On Monday in Iowa City, Ferentz filled that role again, giving his thoughts on what happened a day earlier and 175 miles to the northeast.
"Disappointed but not surprised,'' Ferentz told reporters, reacting to Wisconsin firing coach Paul Chryst after the Badgers dropped to 2-3 with a 34-10 home loss to Illinois. "I think it's the fifth one this season, right? The toll has mounted.''
Chryst joined, in order, Nebraska's Scott Frost, Arizona State's Herm Edwards, Georgia Tech's Geoff Collins and Colorado's Karl Dorrell as coaches being shown the door with the season barely a month old. The quintet was a combined 6-15 at the time of their firings, and only the move on Chryst can be considered a surprise.
"Ball kind of got rolling last year,'' Ferentz said. "The one big one I remember was USC the second week of the year, and my question would be: If it's that bad, why didn't you do it a year ago or a half-year ago? But that's the world we're living in right now.''
Those five coaches will receive a combined $53.5 million in buyouts, so money won't be a concern. To Ferentz, though, the trend is troubling.

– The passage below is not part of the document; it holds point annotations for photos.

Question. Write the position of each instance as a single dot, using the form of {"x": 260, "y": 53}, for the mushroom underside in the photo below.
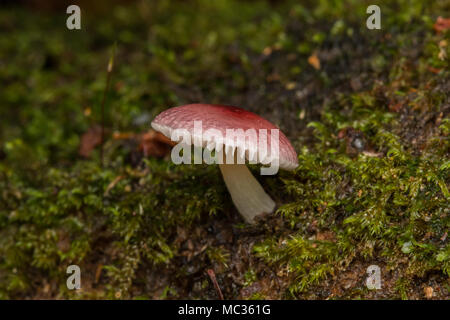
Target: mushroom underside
{"x": 247, "y": 194}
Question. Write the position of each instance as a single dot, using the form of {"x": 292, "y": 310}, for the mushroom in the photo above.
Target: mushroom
{"x": 235, "y": 135}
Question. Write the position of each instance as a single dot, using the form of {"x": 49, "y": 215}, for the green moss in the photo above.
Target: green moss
{"x": 371, "y": 129}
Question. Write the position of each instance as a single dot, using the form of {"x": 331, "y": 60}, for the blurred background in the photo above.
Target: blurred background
{"x": 367, "y": 111}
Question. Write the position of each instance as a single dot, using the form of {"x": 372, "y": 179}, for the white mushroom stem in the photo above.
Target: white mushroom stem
{"x": 247, "y": 194}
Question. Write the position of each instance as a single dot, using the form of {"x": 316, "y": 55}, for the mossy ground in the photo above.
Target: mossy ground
{"x": 370, "y": 125}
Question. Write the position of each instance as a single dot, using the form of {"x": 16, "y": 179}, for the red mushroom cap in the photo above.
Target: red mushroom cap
{"x": 221, "y": 118}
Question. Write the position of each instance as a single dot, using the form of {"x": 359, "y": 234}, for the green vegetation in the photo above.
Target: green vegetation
{"x": 369, "y": 122}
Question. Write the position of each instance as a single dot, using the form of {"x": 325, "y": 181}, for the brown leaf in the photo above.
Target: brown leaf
{"x": 89, "y": 140}
{"x": 428, "y": 292}
{"x": 155, "y": 144}
{"x": 441, "y": 24}
{"x": 314, "y": 61}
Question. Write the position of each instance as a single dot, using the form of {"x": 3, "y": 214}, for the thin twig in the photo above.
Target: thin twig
{"x": 108, "y": 81}
{"x": 212, "y": 276}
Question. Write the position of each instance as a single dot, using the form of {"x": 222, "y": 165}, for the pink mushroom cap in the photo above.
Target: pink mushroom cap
{"x": 220, "y": 117}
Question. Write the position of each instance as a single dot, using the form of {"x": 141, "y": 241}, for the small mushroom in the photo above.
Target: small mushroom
{"x": 236, "y": 134}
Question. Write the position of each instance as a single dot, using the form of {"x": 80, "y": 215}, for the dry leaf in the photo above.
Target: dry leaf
{"x": 155, "y": 144}
{"x": 428, "y": 292}
{"x": 441, "y": 24}
{"x": 314, "y": 61}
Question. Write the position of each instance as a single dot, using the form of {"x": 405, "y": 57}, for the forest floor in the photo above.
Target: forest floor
{"x": 366, "y": 110}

"Broad-based, though, it's kind of like us picking up two schools from the West Coast into the Big Ten,'' he said. "We're living in different times now, operating in a different world, and we live in a very reactionary world, too, right now. That's obvious.''
In Madison, Wisconsin athletic director Chris McIntosh reacted after the Badgers' second home defeat of the season, and one by 24 points against former Badgers coach Bret Bielema. In his eighth season as Wisconsin's coach, Chryst had a won 72% of his games (67-26) and had guided the Badgers to a Cotton Bowl in 2016, an Orange Bowl in 2017 and a Rose Bowl in 2019.